Work Package 3 – Customer modelling
It was found that the analysis that was planned to be completed in Excel for work package 3 (modelling the house using inputs from AECOM) can be undertaken successfully in PLEXOS. As such, the PLEXOS model was prepared to represent the house as a heat battery, optimise heat pump space heating demand, including non-electric heating demand, and hot water / thermal storage use according to price optimisation, ensuring temperature does not drop below a certain limit.
Initial results from modelling by AECOM of heat demand profiles for homes showed slightly unrealistic ramp up times and assumptions around heating capacity. Model reruns were made to include dynamic set-point adjustment to cater for extreme cold periods and heating capacity limits, and adjustment of the heating capacity limits based on heat loss calculations.
Differences between profiles produced by the AECOM building physics model and profiles produced in PLEXOS (underestimation of heat demand in PLEXOS model on coldest days) was explained by the initial absence of modelling the effect of thermal mass of buildings in PLEXOS. The PLEXOS profiles were brought in line with AECOM profiles by applying a factor representing the effect of this thermal mass variable.
At the individual house level on a variable tariff it was found that peaks were shifted from evening periods to morning periods, rather than reduced. Peaks were higher in scenarios with electrical batteries, as these are an additional load. However, by applying limits to total electricity demand, loads could be spread more evenly across the day, and peaks could be reduced with the addition of storage. This illustrates the importance of having the right market signals to incentivise the use of storage in a way that is most beneficial to the network.

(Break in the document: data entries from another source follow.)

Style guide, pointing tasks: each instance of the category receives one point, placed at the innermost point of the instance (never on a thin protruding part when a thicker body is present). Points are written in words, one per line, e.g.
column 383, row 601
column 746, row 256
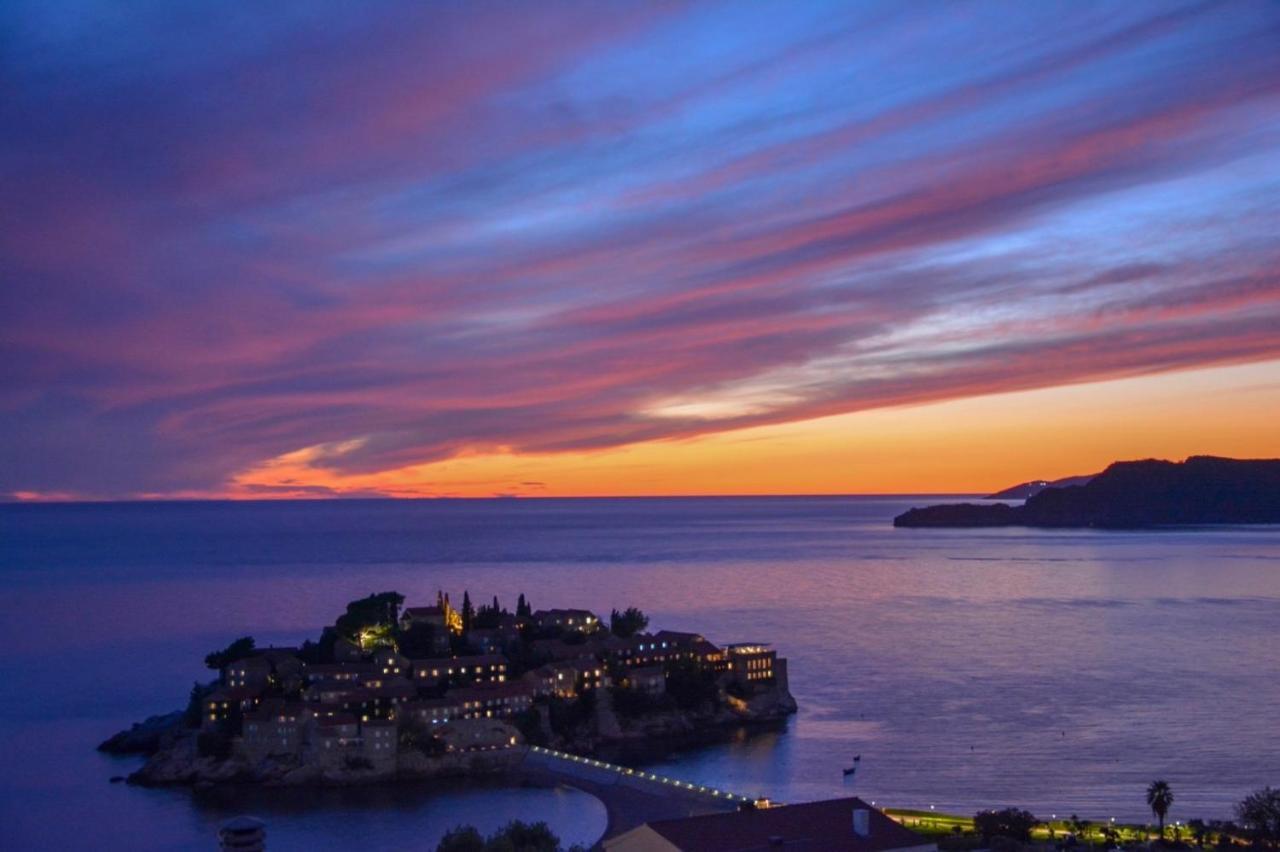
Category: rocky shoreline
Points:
column 174, row 760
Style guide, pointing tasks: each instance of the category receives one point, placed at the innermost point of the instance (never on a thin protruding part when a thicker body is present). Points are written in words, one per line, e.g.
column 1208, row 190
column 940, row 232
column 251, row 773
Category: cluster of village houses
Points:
column 356, row 705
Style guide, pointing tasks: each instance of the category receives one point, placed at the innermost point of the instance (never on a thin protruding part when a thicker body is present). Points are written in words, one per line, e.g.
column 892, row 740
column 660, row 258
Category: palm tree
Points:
column 1160, row 797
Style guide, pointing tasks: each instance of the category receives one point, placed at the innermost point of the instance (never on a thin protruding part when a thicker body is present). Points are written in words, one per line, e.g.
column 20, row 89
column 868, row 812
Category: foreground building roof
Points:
column 813, row 827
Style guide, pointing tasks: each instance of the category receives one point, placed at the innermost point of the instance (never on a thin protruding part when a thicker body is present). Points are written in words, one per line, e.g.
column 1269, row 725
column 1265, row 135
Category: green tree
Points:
column 627, row 623
column 380, row 610
column 469, row 612
column 1160, row 798
column 1200, row 832
column 1260, row 816
column 1011, row 821
column 233, row 653
column 464, row 838
column 513, row 837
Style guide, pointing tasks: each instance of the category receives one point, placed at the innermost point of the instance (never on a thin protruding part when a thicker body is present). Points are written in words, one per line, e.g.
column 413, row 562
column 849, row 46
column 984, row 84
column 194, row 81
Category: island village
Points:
column 443, row 690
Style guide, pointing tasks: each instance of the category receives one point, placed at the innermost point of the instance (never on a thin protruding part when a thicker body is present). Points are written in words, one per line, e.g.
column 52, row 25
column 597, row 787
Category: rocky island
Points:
column 1133, row 495
column 434, row 691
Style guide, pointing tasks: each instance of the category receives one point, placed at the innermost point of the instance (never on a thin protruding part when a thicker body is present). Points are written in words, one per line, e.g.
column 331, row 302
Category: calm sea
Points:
column 1054, row 670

The heat demand modelling assumes that the heat pump would be able to deliver all of a property’s heat demand (i.e. additional heating through other electrical / resistive heating is not required). This assumption was based on guidance from heat pump manufacturers. Further study could include investigating the demand in existing properties with heat pumps installed, and assessing whether the heat pump alone provides sufficient thermal input to meet the demand.

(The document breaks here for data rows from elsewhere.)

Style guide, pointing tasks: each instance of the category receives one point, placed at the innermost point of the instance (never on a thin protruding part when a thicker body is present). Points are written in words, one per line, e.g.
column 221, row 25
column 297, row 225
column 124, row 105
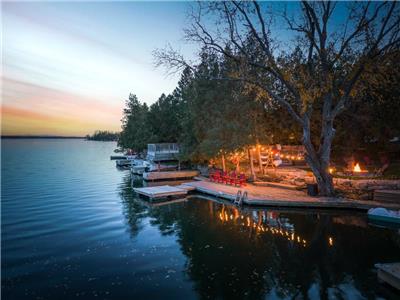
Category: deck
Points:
column 279, row 197
column 163, row 191
column 169, row 175
column 389, row 273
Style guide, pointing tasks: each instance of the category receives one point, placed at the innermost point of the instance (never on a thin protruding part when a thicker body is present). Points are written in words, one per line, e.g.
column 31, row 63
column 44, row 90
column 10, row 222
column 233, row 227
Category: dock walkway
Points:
column 275, row 196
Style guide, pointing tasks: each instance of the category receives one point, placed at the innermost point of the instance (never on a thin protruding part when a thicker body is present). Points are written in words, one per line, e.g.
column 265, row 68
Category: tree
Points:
column 135, row 130
column 321, row 72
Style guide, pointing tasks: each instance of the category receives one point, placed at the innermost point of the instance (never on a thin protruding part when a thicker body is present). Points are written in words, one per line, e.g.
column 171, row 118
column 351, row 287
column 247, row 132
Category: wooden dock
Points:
column 391, row 196
column 169, row 175
column 164, row 191
column 390, row 274
column 280, row 197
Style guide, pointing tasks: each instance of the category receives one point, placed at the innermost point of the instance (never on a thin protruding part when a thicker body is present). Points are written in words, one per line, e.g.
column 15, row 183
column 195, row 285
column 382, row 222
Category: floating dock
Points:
column 170, row 175
column 164, row 191
column 281, row 197
column 114, row 157
column 390, row 196
column 390, row 274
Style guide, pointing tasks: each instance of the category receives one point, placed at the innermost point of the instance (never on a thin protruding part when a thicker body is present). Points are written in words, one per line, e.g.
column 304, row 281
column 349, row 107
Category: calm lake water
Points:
column 72, row 228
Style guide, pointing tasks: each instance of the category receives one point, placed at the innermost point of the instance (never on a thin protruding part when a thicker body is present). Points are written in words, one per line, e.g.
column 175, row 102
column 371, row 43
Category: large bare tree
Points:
column 313, row 76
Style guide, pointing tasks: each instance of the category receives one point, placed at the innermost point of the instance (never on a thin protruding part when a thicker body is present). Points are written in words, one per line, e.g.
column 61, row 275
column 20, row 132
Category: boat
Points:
column 122, row 163
column 384, row 215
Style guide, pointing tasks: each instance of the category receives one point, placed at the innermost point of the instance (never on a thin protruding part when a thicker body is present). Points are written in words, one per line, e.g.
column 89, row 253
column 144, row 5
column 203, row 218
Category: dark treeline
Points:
column 208, row 117
column 103, row 135
column 205, row 116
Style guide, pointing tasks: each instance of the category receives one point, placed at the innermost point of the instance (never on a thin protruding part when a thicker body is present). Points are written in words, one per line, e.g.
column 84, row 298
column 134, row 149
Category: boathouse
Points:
column 162, row 152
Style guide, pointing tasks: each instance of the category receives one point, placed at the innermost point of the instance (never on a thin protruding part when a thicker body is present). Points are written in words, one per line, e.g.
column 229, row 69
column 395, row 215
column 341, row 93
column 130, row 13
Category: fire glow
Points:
column 357, row 168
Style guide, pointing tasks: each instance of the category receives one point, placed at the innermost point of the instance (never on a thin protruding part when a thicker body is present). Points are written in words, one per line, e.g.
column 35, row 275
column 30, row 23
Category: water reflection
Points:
column 254, row 254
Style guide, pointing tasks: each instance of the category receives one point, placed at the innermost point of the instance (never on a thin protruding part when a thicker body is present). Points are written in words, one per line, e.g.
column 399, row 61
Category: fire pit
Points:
column 357, row 171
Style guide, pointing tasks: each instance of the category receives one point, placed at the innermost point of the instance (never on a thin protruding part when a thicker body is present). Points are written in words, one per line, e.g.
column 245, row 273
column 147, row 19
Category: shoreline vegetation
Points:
column 338, row 97
column 40, row 137
column 103, row 135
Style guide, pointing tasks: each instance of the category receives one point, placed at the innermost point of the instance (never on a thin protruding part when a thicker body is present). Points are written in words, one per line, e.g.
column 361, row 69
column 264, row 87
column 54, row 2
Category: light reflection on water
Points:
column 72, row 228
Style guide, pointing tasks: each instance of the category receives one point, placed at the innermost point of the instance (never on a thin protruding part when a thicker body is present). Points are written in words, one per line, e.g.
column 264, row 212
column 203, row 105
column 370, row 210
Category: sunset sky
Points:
column 68, row 67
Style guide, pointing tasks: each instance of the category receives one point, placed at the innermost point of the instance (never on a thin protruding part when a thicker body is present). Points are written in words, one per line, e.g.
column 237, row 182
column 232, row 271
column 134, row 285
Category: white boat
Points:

Work Package 4 – Area typology modelling
At the network level it was found that, with high levels of heat pump uptake, the introduction of flexibility measures shifted peak demands from high price to low price periods on an Agile-type tariff, rather than reducing peaks. Rather than introducing electricity supply limits to counter this, the Time of Use (ToU) price was adjusted to try to encourage peak shaving rather than peak shifting. It was determined that a tariff with low overnight rates, high peak rates, and a linear change in prices between the two had the desired effect.
Preliminary results from the network level modelling suggest that electrical batteries (50% uptake among homes with heat pumps) and flexible hot water generation are the most effective measures for reducing peak loads. Flexible hot water generation should be relatively easy to incentivise for households. However, batteries are expensive investments, and it is possible that the costs might outweigh the benefits. Temperature flexibility and buffer tanks were found to be less effective.
Work Package 5 – CBA, Analysis and recommendation
Assumptions for battery uptake used in the Peak Heat project are illustrative only. In work package 4 it was found that there is not a great deal of additional benefit (in terms of reduction in peak loads) when uptake of batteries exceeds 50% of homes with heat pumps. However, it is noted that battery uptake is forecasted to be much lower in practice. DFES indicates that only around 2% of all NGED customers will have heat pumps in 2030, in the Consumer Transformation scenario. The 50% uptake has been taken as the illustrative scenario for the Peak Heat project to provide an indication of the maximum amount of flexibility that batteries could offer if a wide rollout took place.
The CBA model confirmed that pre-emptive transformer replacements, i.e. avoiding multiple upgrades of the same substation, result in improved net present value benefits compared with multiple incremental upgrades to the next size up.